Très belle interview. un modèle pour tous!
Continu comme ca!

J'attend tes futurs projets avec impatience!
juckass

juckass

Super interview, bien que le parallèle avec "candid" soit un peu tiré par les dreds...
Nicolas Péro

Nicolas Péro

C'est fou comme les gens changent facilement de chemise !
Cl3m

Cl3m

Certain on dit: bel exemple de modestie.

Je voulais juste savoir si on avait lu le même truc.
TheMoz

TheMoz

Il ne faut pas confondre ambition et modestie. Ont peut être ambitieux et modeste. Je vois pas en quoi il se la joue dans cet article...
zefox69

zefox69

Tout à fait d'accord TheMoz.
Boucher

Boucher

@3ongo: Candide est parti, de son plein gré.
pierre.geneva

pierre.geneva

Il dit plutôt ce que les gens veulent entendre j'ai l'impression.
à mon avis il y quand même une histoire de buisness derrière ça
Boucher

Boucher

il y a les gens qui se disent modestes, et il y a ceux, comme Kevin, qui vont avouer sans gêne que la médiatisation, les fans, la vie de star est un kiffe. Il n'a pas peur de dire qu'il aime être le meilleur, qu'il aime être " en costard, avec des mocassins à ponpons à 300 euros"..
Kevin expose sans tabou sa vision des choses et niveau transparence on peut pas vraiment faire mieux. J'ai rarement vu un interview aussi "vrai".

Pour répondre au passage à story pour le flat 3 au KOS, il à assuré sa victoire, et il à géré son parcours dans la compétition parfaitement. Pour assuré le spectacle il est bien là, comme au Dew tour ou il pose un run à 95.00 alors qu'il avait déja la victoire en poche, ou encore aux Euro X 2eme ou avant son dernier run il a déja la victoire en poche et il essaie encore de monter son score.
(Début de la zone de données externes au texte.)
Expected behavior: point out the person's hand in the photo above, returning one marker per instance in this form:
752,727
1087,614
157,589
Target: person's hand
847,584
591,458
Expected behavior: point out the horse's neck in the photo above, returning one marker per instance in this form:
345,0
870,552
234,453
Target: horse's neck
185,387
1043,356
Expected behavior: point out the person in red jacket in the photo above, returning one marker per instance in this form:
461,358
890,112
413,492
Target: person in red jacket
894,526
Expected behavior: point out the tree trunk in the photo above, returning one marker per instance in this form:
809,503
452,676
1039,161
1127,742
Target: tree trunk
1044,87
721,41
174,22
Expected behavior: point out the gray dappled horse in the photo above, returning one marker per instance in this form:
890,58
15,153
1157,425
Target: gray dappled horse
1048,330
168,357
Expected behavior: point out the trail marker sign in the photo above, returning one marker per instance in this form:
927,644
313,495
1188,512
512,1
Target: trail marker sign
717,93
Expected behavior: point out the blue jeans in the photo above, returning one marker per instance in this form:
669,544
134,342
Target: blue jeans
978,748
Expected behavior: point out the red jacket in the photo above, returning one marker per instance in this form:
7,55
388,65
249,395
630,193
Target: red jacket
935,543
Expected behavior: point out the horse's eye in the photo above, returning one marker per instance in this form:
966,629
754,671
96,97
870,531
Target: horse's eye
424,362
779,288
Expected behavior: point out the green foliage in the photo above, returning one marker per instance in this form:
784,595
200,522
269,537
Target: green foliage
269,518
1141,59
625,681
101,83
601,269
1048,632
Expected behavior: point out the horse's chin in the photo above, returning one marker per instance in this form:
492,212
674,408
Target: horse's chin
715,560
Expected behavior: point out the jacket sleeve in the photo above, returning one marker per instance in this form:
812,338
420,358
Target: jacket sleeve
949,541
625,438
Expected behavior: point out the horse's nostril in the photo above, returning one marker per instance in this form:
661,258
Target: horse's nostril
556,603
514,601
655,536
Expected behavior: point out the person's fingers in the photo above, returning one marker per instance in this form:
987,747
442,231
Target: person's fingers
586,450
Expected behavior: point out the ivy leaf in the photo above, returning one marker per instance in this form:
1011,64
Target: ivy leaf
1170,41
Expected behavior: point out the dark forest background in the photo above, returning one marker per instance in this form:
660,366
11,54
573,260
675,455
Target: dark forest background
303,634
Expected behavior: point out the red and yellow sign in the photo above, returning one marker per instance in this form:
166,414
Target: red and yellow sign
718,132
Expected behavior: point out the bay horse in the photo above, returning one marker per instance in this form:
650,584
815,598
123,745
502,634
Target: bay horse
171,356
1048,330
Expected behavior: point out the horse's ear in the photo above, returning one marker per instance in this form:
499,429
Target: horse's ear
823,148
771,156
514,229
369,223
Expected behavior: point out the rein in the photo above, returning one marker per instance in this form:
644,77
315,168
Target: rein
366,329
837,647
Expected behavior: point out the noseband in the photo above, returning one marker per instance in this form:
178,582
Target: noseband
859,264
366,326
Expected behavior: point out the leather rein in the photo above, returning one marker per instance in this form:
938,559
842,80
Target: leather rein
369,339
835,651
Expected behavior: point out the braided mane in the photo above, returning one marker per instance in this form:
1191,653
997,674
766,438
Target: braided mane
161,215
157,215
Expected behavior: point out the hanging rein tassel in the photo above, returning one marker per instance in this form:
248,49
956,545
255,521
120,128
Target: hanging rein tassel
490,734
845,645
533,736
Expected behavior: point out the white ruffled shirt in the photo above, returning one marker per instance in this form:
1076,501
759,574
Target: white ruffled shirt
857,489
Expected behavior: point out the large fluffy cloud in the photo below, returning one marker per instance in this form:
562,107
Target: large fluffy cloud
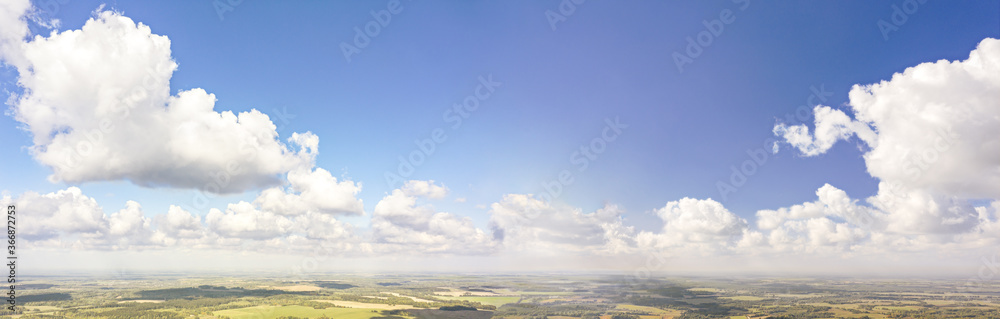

Sinon on retrouve des commentaires supers réfléchis et intelligents comme "more taillage de pipe please". Là on en trouve de l'ambition.
Marion Kohly

Marion Kohly

belle interview à part "l'exemple funeste des bosses.... " c'est drôle c'est pourtant un français qui est leader de la coupe du monde: Guilbaut Colas! ça serait pas mal d'en parler des fois....
Florian Camps

Florian Camps

j'espère voir de news tricks pour cette hiver. Cette interview me fait penser qu'il va se casser lagueule... j'espère ne pas porter la schkoumoune !!
bredzel

bredzel

Belle ITV et tres belles photos !
Fred381

Fred381

Belle interview, superbes photos... Merci !
Antoine Piednoel

Antoine Piednoel

moi j'aime bien Taig Khris, faut pas le critiquer, il saute assez loin en roller...
en plus si lagence de com. de kevin rolland peux le faire participer à kholanta imaginez l'impact pour Pull-in.
Yannick Fender

Yannick Fender

franchement on as de la chance d'avoir un champion comme lui!

le gas y se voile pas la face il est conscient de se qu'il est et de se qu'il represente,
et pour autant t'as l'impression qu'il as pas pris la grosse tête, qu'il respect le public et ces "adversaires"...

Sa le fait!

On te supporte! quel que soit tes résultat!!!